In the world of FPS games, great multiplayer is a must. If a game doesn't compare to Battlefield or Call of Duty, many will simply ignore it. But with multiplayer being so important, the emphasis on great singleplayer had dropped significantly. To the point where I'd have trouble pointing out a good story in an FPS game. Of course, I only mean in recent games. Consider Half-Life 2, the FPS to rule them all. It's a game released in 2004 that innovated the FPS genre. Now look at Call of Duty or Battlefield, they've sure innovated the multiplayer aspect, but the singleplayer just isn't up to par.

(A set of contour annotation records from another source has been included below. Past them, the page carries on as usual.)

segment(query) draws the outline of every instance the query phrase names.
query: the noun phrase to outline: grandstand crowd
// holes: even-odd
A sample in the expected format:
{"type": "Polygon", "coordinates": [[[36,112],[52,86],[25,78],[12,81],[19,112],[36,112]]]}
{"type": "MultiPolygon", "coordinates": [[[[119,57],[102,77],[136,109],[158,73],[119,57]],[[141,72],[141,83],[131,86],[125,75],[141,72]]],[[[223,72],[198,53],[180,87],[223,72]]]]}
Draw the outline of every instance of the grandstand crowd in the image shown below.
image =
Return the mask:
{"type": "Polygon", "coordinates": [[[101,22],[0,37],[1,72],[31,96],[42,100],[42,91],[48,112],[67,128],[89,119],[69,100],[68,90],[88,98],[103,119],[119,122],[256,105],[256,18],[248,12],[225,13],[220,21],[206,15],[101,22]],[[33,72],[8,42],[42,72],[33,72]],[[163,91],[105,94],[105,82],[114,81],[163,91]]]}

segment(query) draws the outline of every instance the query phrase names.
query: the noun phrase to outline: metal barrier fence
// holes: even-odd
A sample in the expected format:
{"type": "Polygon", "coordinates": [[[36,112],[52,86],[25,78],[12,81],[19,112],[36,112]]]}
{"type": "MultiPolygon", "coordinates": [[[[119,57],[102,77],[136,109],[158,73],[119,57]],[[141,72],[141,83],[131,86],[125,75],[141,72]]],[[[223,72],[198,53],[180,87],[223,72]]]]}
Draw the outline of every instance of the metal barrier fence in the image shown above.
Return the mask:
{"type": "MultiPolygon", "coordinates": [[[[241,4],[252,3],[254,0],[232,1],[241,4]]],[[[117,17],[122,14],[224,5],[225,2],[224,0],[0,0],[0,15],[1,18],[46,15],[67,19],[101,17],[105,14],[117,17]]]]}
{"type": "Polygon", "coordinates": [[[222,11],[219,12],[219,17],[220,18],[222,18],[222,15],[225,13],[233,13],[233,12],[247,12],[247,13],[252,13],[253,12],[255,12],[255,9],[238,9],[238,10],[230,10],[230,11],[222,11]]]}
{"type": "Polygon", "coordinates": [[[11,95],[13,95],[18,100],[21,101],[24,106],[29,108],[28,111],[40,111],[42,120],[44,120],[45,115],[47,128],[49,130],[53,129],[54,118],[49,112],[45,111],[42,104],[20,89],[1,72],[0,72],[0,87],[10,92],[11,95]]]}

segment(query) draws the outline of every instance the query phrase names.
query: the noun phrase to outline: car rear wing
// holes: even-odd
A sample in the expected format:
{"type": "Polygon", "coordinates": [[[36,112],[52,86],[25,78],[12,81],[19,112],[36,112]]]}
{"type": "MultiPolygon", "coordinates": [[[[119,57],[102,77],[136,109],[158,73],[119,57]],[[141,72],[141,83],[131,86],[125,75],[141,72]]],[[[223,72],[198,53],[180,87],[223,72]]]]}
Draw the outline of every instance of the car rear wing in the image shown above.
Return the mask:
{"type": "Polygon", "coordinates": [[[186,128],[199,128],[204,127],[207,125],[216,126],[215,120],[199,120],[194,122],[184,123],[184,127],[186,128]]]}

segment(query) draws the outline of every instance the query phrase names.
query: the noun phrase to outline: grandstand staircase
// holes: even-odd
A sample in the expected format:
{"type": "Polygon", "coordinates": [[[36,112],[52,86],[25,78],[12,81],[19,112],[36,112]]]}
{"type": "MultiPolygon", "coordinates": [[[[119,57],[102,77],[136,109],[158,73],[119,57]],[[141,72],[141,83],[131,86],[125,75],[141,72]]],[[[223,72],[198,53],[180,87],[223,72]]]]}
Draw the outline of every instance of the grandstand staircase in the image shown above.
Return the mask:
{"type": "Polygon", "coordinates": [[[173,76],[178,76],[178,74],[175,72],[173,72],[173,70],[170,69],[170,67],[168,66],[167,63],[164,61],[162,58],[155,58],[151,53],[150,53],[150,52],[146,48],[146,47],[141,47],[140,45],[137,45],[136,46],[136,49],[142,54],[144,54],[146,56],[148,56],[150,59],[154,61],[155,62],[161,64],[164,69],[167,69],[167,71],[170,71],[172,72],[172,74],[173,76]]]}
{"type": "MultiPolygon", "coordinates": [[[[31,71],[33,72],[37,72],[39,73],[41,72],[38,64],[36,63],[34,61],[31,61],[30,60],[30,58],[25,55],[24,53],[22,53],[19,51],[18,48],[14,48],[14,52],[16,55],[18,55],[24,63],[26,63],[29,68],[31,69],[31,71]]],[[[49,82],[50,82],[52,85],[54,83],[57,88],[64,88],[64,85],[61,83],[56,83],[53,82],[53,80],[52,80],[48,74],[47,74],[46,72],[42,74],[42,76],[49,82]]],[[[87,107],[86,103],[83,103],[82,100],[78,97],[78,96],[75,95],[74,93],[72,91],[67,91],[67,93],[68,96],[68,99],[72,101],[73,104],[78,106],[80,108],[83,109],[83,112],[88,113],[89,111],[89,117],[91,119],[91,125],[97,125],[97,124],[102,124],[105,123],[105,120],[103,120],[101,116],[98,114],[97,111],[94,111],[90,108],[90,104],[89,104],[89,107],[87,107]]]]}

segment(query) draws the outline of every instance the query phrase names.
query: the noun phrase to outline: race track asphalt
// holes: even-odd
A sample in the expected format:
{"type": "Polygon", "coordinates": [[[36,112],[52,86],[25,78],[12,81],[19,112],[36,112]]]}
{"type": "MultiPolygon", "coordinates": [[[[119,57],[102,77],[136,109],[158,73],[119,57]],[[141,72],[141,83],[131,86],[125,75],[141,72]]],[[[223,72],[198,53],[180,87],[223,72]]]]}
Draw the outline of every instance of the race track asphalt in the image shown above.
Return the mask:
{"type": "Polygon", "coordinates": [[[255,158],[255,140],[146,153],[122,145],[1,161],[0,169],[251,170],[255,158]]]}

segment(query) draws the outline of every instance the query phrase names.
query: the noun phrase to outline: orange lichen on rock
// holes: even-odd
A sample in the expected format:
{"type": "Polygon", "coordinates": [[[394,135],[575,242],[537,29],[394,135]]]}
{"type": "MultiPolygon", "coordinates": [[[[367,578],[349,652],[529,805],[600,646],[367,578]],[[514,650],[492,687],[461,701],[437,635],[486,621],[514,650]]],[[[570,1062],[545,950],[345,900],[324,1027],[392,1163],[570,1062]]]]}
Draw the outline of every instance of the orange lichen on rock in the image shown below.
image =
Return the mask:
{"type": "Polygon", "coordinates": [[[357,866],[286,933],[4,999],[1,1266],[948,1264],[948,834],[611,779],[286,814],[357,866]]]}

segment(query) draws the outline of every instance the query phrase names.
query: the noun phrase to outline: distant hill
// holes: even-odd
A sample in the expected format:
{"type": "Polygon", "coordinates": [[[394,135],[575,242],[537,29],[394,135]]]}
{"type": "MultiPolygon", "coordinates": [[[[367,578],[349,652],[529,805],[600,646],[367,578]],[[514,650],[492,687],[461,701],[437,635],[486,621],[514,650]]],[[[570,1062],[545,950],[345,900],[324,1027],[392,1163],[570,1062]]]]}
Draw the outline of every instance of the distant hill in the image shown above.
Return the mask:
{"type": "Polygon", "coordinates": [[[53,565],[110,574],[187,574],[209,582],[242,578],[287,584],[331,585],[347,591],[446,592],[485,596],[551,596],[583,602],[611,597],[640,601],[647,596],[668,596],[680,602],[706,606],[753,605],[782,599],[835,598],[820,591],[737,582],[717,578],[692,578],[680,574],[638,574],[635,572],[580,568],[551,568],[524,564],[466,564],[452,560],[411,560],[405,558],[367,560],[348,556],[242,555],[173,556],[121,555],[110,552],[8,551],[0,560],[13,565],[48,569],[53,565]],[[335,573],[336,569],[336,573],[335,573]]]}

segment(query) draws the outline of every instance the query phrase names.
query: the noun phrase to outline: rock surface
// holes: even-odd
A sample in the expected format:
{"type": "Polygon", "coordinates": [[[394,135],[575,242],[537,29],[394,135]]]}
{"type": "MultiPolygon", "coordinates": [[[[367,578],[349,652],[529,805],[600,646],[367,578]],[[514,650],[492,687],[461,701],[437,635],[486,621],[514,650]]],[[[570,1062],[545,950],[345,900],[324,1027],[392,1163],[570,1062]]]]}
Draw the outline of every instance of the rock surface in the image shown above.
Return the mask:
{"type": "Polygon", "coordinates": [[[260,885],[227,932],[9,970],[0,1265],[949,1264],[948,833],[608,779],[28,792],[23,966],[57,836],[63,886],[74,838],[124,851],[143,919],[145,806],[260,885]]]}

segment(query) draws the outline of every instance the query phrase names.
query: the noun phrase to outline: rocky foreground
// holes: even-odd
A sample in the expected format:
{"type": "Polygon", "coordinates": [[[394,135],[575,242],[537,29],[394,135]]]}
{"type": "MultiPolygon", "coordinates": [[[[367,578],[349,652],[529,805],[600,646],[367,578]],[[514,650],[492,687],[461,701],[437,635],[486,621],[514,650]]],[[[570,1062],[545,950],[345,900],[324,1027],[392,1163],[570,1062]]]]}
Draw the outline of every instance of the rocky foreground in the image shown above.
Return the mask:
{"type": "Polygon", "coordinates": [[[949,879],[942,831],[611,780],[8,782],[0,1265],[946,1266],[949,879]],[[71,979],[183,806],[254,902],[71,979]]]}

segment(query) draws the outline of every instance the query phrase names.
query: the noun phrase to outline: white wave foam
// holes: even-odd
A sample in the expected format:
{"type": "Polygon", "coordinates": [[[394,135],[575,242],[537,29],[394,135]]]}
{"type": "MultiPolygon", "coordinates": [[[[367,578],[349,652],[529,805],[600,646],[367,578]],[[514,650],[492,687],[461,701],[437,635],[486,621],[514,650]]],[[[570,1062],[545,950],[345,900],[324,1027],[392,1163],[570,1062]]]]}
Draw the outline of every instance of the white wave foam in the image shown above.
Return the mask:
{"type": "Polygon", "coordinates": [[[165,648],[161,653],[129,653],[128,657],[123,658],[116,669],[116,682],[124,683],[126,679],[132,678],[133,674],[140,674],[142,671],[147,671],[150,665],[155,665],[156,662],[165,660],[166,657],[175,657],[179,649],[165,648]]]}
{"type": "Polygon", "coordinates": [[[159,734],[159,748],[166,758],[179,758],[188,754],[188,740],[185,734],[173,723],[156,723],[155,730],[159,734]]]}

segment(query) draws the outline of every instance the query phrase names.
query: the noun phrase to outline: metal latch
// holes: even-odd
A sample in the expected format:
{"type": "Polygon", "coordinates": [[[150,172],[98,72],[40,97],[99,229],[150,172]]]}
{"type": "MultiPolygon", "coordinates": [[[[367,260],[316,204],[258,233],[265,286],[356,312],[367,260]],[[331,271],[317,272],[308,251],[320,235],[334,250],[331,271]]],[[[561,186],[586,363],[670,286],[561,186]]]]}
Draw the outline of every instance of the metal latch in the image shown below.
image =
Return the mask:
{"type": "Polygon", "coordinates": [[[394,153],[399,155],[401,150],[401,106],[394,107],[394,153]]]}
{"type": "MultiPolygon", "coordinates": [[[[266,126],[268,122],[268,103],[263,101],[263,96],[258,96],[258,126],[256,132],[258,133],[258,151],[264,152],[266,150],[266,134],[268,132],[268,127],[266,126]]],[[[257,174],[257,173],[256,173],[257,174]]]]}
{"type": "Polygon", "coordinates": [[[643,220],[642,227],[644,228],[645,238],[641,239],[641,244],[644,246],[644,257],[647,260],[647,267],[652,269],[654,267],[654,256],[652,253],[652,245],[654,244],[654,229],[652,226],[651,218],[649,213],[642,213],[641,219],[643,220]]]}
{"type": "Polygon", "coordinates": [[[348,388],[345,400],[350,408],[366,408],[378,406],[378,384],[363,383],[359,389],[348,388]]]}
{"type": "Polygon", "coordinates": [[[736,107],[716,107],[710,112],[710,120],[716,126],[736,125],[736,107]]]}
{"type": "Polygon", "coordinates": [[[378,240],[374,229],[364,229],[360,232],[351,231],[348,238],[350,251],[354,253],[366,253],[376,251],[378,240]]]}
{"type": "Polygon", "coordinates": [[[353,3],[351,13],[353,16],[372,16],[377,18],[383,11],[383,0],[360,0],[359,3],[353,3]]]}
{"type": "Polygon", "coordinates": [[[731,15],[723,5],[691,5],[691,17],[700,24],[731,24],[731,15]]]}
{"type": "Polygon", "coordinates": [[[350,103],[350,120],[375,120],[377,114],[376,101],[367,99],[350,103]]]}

The main character is usually some person who doesn't talk, or if he does talk, he's got about as much to say as a potato. And if he does talk more than a potato, it’s usually not worth listening to. In my free time, when I'm peeling potatoes, I often think of better stories than what FPS games have in ten minutes. At least, I think I do, I'd just prefer something that I could enjoy. Take Gordon Freeman from Half-Life 2, he’s a character that is incapable of speech. Now, while I enjoyed the game’s story, it could have been better if he could voice his own opinions. The only thing that separates Half-Life 2 from FPS stories today is that Half-Life 2 has a story beyond the main character. We care about Alyx Vance and Eli because they go through character arches. When you think about it, Gordon Freeman is a puppet that is told what to do, he doesn’t make his own decisions because he can’t speak his mind. Why not take from good military movies? Military movies are the closest a movie will get to a FPS. You can always adapt what works in a few good movies, change it to be unique, and voila. By the way, keyword is unique. Every game should innovate at least one aspect of gaming, whether it be story, gameplay, atmosphere, or anything else. As long as it brings something new to the table of gaming geeks like myself.
I would argue that it would be better to have a convoluted mess of an FPS story than one lacking of any story at all. Because, potentially, the story could be a gold mine of hidden story goodness. I'm going to assume that of the many who purchased Battlefield 3, few played its campaign. I didn't, and I was a fan of the Bad Company storyline. That is an example of a decent FPS story, the Bad Company games. They had mediocre characters that grew on you because they grew on each other. Comedy can really help a game, and I think it works especially well in FPS games. What is the solution, you hopefully ask? Infuse some comedy, love, and scares into the typical explosive FPS game and see what you come up with.